The increase in pressure is caused by the limited space within a rigid bony skull, leaving little or no room for expansion because of brain edema, hemorrhage, or increased amounts of CSF. Examples of conditions that may lead to tICP include head injury, brain tumor, CNS infection, brain surgery, stroke, and hydrocephalus. Normal body functions, such as straining at stool (the Valsalva maneuver) and coughing, may increase ICP.

Sustained ICP over 15-20 mm Hg is called increased intracranial pressure (tICP). It is an abnormal and dangerous condition. The first consequence of tICP is venous compression, resulting in a decrease in blood flow to the brain. This results in cerebral hypoxia or cellular hypoxia. Brain cells are extremely sensitive to levels of oxygen. Neuron tissue death will begin within 4-6 minutes if oxygen is not supplied.

An elevation in ICP can occur suddenly and progress rapidly. Usually, tICP begins on one side of the brain, although both sides quickly become involved. Early detection and treatment are vital before complications occur (see In Practice: Data Gathering in Nursing 78-2). The earliest and most important sign of tICP is any change in LOC.

ICP Monitoring

In special circumstances of tICP, devices that are surgically inserted into the brain can monitor the levels of ICP. The most common monitor is the intraventricular catheter. Other monitors include the subarachnoid (subdural) bolt (or screw), intraparenchymal bolt (fiberoptic), and epidural sensor (least invasive). The neurosurgeon places the devices under strict sterile technique, using the information that these devices relay via computer to determine the plan of care (Fig. 78-6). The clients are generally in an intensive care unit (ICU), and trained ICU nurses monitor the ICP pressures as part of nursing care. Medications, and possibly surgical interventions, are calculated based on the results of ICP monitoring. Mannitol (Osmitrol) is an osmotic diuretic specifically ordered by the physician to lower ICP caused by swelling.

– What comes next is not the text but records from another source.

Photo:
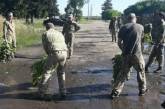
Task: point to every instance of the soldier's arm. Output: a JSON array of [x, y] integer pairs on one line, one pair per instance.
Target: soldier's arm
[[120, 36], [77, 27], [14, 42], [45, 46]]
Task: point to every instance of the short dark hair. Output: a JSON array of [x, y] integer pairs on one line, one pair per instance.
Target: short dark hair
[[49, 25]]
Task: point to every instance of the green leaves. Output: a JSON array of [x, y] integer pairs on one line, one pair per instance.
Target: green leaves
[[38, 70]]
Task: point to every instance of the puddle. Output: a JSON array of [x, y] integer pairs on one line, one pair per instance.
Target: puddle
[[94, 70]]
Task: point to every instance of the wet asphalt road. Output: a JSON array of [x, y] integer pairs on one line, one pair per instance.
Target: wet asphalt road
[[88, 77]]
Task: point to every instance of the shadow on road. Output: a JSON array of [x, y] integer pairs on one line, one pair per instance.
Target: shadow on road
[[74, 93]]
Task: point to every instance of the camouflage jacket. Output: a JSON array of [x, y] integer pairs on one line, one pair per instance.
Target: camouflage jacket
[[53, 41], [9, 34]]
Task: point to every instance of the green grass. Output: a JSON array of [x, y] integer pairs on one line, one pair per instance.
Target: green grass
[[84, 21]]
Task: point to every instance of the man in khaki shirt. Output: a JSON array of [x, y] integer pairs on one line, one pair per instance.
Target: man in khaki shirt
[[56, 50], [69, 28]]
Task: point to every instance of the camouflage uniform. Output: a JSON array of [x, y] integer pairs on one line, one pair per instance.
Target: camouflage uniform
[[113, 27], [9, 34], [130, 36], [158, 34], [68, 31], [55, 47]]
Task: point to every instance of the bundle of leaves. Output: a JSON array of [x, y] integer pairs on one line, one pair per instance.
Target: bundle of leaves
[[117, 65], [38, 71], [6, 52]]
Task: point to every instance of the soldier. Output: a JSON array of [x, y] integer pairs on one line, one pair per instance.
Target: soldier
[[113, 27], [69, 28], [129, 41], [9, 34], [158, 34], [56, 49]]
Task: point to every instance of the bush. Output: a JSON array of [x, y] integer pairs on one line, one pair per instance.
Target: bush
[[38, 70]]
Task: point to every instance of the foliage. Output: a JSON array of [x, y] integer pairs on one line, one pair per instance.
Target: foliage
[[108, 14], [117, 65], [29, 8], [6, 52], [38, 70], [146, 7]]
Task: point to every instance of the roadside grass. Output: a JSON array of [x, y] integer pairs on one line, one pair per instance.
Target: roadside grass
[[85, 21]]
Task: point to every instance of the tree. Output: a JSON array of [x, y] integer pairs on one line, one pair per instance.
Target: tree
[[108, 12], [29, 8], [146, 7]]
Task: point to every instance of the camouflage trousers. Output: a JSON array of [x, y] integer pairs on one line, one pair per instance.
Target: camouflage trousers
[[128, 62], [55, 62], [158, 53], [114, 35], [69, 40]]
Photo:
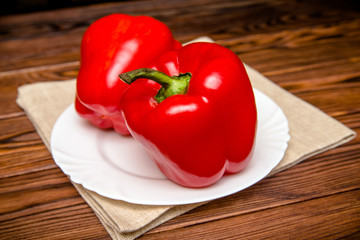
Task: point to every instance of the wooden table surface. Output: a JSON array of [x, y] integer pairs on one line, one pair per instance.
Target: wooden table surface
[[312, 49]]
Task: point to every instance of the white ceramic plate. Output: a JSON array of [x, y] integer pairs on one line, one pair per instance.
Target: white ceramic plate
[[119, 168]]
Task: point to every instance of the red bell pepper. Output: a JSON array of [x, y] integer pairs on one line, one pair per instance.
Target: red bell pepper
[[112, 45], [199, 125]]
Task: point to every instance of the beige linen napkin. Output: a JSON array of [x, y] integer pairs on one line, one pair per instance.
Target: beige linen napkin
[[311, 131]]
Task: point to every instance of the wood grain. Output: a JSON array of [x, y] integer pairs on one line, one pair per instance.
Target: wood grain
[[310, 48]]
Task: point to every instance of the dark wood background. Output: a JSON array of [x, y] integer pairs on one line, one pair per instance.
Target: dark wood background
[[310, 48]]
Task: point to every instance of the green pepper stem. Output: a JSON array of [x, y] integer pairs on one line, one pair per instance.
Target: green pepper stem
[[170, 85]]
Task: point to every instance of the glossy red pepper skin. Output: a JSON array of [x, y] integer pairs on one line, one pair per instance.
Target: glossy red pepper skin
[[197, 137], [111, 45]]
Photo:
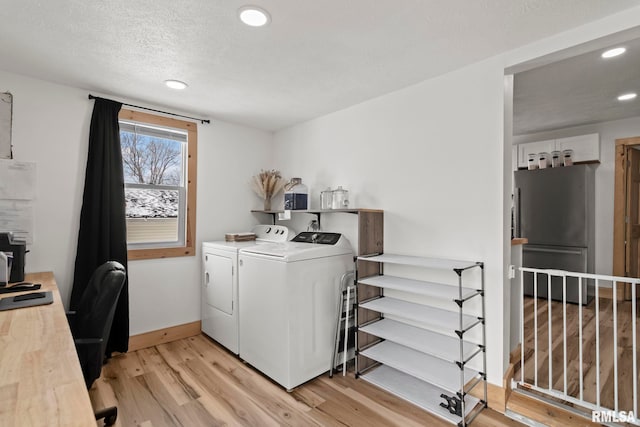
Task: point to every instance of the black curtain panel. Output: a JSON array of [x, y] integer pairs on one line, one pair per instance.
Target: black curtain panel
[[102, 235]]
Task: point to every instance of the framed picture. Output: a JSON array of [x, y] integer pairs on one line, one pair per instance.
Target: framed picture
[[6, 116]]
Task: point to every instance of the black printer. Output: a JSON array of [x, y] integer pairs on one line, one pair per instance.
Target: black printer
[[17, 248]]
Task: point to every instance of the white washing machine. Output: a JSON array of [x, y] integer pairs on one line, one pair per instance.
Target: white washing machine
[[220, 283], [289, 293]]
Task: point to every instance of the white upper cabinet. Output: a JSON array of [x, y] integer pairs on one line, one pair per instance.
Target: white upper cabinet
[[585, 148]]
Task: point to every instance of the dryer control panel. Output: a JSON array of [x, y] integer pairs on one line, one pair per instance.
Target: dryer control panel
[[317, 237]]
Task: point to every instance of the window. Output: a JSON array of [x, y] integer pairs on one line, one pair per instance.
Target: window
[[159, 160]]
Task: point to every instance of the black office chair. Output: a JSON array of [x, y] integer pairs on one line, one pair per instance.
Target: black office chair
[[91, 324]]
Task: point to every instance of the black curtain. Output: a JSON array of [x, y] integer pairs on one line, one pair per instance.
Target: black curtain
[[102, 235]]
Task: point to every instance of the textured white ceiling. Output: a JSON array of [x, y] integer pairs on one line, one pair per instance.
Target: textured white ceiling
[[577, 91], [314, 58]]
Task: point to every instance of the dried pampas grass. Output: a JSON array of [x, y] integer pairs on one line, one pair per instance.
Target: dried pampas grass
[[267, 184]]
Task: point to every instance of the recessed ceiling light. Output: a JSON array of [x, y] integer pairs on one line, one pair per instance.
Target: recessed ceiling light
[[627, 96], [175, 84], [613, 52], [254, 16]]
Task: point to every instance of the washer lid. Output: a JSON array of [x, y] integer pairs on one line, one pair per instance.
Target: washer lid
[[297, 251]]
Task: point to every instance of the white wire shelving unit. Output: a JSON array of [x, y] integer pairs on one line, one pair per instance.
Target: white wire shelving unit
[[421, 364]]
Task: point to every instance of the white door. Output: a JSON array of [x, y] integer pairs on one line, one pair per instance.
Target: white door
[[218, 282]]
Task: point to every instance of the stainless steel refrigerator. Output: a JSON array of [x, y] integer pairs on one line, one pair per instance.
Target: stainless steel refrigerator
[[554, 210]]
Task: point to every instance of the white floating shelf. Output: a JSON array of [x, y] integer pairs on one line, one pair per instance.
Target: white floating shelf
[[420, 313], [417, 364], [420, 261], [424, 395], [429, 342], [437, 290]]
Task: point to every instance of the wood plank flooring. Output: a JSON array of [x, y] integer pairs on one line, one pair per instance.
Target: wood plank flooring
[[195, 382], [588, 345]]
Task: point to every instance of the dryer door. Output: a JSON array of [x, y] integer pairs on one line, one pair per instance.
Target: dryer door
[[218, 282]]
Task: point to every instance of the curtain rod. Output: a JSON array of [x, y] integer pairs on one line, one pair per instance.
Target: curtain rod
[[156, 111]]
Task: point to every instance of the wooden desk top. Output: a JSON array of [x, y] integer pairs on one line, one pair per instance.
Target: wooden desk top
[[41, 382]]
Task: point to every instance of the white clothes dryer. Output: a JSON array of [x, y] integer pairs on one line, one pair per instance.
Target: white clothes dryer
[[289, 293], [219, 306]]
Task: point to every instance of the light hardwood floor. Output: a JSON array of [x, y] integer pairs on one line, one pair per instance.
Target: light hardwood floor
[[195, 382], [573, 344]]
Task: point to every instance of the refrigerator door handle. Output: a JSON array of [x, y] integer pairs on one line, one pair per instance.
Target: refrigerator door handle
[[554, 251], [516, 204]]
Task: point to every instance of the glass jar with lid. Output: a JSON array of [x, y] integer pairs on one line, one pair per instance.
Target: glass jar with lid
[[340, 199]]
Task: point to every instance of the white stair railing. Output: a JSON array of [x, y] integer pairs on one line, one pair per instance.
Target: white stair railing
[[590, 309]]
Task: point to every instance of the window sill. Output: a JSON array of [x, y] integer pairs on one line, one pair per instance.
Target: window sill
[[156, 253]]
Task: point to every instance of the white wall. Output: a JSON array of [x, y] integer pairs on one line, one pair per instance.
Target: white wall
[[433, 157], [438, 180], [609, 132], [51, 128]]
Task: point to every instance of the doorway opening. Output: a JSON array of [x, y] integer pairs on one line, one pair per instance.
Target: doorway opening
[[626, 225]]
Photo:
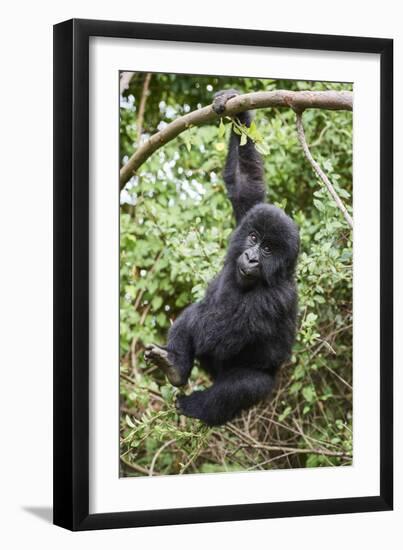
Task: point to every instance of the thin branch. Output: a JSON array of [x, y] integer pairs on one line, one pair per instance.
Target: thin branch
[[157, 454], [142, 106], [299, 101], [125, 78], [136, 467], [319, 172]]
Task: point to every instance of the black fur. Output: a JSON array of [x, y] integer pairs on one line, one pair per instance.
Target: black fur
[[244, 328]]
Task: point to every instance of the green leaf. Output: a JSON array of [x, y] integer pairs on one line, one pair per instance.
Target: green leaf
[[156, 302]]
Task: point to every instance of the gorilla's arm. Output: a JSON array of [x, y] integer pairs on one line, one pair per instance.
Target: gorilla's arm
[[243, 173], [233, 391]]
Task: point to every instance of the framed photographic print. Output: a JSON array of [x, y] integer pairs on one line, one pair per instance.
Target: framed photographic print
[[223, 320]]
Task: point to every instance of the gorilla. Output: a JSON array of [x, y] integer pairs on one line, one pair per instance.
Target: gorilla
[[243, 330]]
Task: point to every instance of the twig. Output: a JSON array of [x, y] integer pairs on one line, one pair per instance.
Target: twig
[[319, 172], [142, 106], [135, 467], [157, 454], [256, 445], [299, 101], [125, 78]]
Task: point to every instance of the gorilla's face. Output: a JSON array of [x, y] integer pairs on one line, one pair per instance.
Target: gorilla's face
[[264, 248]]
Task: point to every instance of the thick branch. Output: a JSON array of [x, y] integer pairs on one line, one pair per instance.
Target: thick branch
[[319, 172], [299, 101]]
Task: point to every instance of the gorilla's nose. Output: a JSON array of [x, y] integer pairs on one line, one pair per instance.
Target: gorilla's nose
[[252, 257]]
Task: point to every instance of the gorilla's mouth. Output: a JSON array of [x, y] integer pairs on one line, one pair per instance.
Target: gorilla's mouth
[[248, 274]]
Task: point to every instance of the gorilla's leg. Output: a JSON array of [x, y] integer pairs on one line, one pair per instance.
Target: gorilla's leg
[[176, 359], [233, 391]]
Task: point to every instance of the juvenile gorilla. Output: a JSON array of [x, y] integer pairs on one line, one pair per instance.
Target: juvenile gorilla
[[244, 328]]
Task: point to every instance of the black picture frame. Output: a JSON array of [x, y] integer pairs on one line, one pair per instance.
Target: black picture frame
[[71, 274]]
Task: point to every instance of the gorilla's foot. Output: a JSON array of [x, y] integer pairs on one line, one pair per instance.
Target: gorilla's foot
[[159, 357], [221, 98]]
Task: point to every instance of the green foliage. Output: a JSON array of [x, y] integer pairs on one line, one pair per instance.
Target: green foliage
[[175, 223]]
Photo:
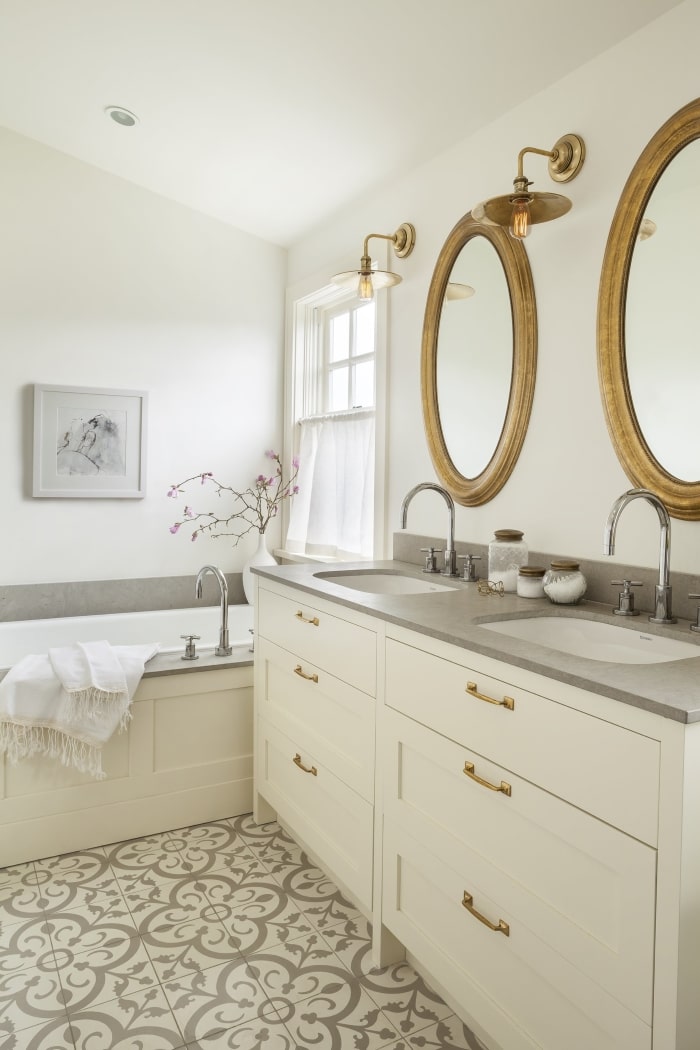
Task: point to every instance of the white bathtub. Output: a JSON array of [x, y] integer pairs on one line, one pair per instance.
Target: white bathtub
[[185, 758], [24, 636]]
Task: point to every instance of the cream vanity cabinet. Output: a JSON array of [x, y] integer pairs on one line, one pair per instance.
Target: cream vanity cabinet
[[315, 689], [536, 841]]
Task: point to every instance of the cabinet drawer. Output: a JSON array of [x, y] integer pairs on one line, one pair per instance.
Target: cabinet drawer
[[603, 769], [334, 821], [324, 639], [584, 889], [329, 717], [527, 994]]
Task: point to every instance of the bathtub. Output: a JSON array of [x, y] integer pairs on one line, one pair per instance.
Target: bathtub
[[185, 758], [21, 637]]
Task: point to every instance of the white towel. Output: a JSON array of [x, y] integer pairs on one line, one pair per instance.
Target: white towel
[[38, 715]]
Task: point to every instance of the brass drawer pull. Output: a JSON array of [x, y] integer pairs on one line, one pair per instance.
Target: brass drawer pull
[[302, 674], [500, 927], [469, 771], [306, 769], [507, 701]]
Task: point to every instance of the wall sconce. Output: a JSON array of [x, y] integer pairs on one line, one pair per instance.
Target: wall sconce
[[522, 208], [367, 279]]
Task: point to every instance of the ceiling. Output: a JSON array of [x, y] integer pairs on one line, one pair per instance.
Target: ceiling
[[272, 114]]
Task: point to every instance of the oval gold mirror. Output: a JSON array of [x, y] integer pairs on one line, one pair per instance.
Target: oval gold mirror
[[479, 359], [649, 364]]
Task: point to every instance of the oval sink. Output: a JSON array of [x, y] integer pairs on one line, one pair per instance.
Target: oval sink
[[382, 582], [594, 639]]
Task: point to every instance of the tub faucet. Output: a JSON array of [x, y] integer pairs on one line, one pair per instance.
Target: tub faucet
[[450, 553], [223, 649], [662, 613]]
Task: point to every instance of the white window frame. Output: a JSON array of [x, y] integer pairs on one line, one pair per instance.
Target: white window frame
[[302, 352]]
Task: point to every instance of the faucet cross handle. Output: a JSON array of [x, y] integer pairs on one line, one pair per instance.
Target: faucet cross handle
[[626, 597]]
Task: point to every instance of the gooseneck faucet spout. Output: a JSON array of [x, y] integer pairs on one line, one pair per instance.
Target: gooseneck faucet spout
[[450, 553], [223, 649], [662, 610]]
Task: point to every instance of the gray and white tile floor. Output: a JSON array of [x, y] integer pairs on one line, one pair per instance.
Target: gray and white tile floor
[[220, 937]]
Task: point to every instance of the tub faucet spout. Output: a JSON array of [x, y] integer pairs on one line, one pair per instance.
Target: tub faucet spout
[[450, 553], [662, 612], [223, 649]]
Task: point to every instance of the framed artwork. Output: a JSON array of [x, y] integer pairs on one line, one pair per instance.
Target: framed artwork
[[89, 442]]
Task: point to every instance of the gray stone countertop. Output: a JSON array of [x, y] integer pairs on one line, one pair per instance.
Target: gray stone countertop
[[670, 689], [173, 664]]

IN PRACTICE: DATA GATHERING IN NURSING 78-2

SIGNS OF INCREASED INTRACRANIAL PRESSURE (ICP)

•    Any change in level of consciousness (loss of consciousness, lethargy, confusion, seizures)

•    Any change in sensory-motor function (slowed reflexes, slowed response time, restlessness, ataxia, aphasia, slowed speech)

•    Headache, which becomes progressively worse, or is aggravated by movement

•    Change in eye signs or vision (change in pupil size, unequal pupils, slowed or no response to light, inability to follow examiner’s finger difficulty seeing)

•    Change in vital signs (pulse <60 or > 100, increased blood pressure, widening of pulse pressure, increased or lowered body temperature)

•    Change in respirations or evidence of respiratory distress (occurs late—caused by pressure on brain stem)

•    tICP recorded on a monitoring device

•    Nausea and vomiting (especially projectile vomiting)

•    Urinary incontinence

•    Bulging fontanels (in infant); elevation of bone segments

•    Sudden changes in condition

•    Leakage of cerebrospinal fluid (CSF) (clear yellow or pinkish) from nose or ear

Nursing Alert Report any break in an ICP monitoring system to the physician immediately The system must remain sterile. Never move the client’s head up or down without specific orders from the physician.

The intraventricular catheter (ventriculostomy) may also be used to drain CSF to relieve pressure. The drained CSF can then be sent for laboratory analysis.